There is another problem about heliocentric ellipses. E.g. Neptune's orbit has often two perihelia and two aphelia (i. e. minima and maxima in heliocentric distance) within one revolution. As a result, there is a wild oscillation of the osculating or "true" perihelion (and aphelion), which is not due to a transformation of the orbital ellipse but rather due to the deviation of the heliocentric orbit from an elliptic shape. Neptune’s orbit cannot be adequately represented by a heliocentric ellipse.
In actuality, Neptune’s orbit is not heliocentric at all. The double perihelia and aphelia are an effect of the motion of the sun about the solar system barycenter. This motion is a lot faster than the motion of Neptune, and Neptune cannot react to such fast displacements of the Sun. As a result, Neptune seems to move around the barycenter (or a mean sun) rather than around the real sun. In fact, Neptune's orbit around the barycenter is therefore closer to an ellipse than his orbit around the sun. The same is also true, though less obvious, for Saturn, Uranus and Pluto, but not for Jupiter and the inner planets.
This fundamental problem about osculating ellipses of planetary orbits does of course not only affect the apsides but also the nodes.
As a solution, it seems reasonable to compute the osculating elements of slow planets from their barycentric motions rather than from their heliocentric motions. This procedure makes sense especially for Neptune, but also for all planets beyond Jupiter. It comes closer to the mean apsides and nodes for planets that have such points defined. For Pluto and all trans-Saturnian asteroids, this solution may be used as a substitute for "mean" nodes and apsides. Note, however, that there are considerable differences between barycentric osculating and mean nodes and apsides for Saturn, Uranus, and Neptune. (A few degrees! But heliocentric ones are worse.)
Anyway, neither the heliocentric nor the barycentric ellipse is a perfect representation of the nature of a planetary orbit. So, astrologers should not expect anything very reliable here either!
The best choice of method will probably be:
For Mercury – Neptune: mean nodes and apsides.
For asteroids that belong to the inner asteroid belt: osculating nodes/apsides from a heliocentric ellipse.
For Pluto and transjovian asteroids: osculating nodes/apsides from a barycentric ellipse.
The modes of the Swiss Ephemeris function swe_nod_aps()

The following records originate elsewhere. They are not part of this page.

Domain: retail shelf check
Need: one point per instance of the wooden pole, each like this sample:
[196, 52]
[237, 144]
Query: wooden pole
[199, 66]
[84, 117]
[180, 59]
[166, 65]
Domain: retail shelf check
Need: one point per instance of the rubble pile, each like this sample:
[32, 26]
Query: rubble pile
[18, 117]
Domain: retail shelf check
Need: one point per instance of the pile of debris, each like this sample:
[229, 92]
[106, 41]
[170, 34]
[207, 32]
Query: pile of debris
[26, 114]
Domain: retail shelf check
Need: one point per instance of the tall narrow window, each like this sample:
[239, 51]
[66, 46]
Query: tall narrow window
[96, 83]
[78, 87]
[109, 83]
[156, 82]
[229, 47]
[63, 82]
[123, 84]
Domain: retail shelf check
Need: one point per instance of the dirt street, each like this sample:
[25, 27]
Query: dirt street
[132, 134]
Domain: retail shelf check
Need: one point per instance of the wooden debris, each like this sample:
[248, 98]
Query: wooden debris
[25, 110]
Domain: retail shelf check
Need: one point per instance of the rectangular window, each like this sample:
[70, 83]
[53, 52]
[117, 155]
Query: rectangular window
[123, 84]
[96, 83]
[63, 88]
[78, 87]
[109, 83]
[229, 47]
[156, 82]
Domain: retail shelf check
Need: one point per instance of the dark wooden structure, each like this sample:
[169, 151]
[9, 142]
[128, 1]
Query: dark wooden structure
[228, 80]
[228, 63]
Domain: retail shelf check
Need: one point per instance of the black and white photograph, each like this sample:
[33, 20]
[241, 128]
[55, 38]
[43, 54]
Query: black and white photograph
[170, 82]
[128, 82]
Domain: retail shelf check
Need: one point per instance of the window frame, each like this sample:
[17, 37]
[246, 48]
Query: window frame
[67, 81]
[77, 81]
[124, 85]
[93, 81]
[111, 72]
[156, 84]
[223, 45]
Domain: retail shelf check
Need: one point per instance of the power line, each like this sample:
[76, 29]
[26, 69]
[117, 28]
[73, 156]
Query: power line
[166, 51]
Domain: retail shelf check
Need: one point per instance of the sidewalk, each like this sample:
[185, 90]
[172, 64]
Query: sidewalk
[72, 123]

The function swe_nod_aps() can be run in the following modes:
1) Mean positions are given for nodes and apsides of Sun, Moon, Earth, and the planets up to Neptune. Osculating positions are given with Pluto and all asteroids. This is the default mode.
2) Osculating positions are returned for nodes and apsides of all planets.
3) Same as 2), but for planets and asteroids beyond Jupiter, a barycentric ellipse is used.
4) Same as 1), but for Pluto and asteroids beyond Jupiter, a barycentric ellipse is used.
For the reasons given above, method 4) seems to make best sense.
In all of these modes, the second focal point of the ellipse can be computed instead of the aphelion.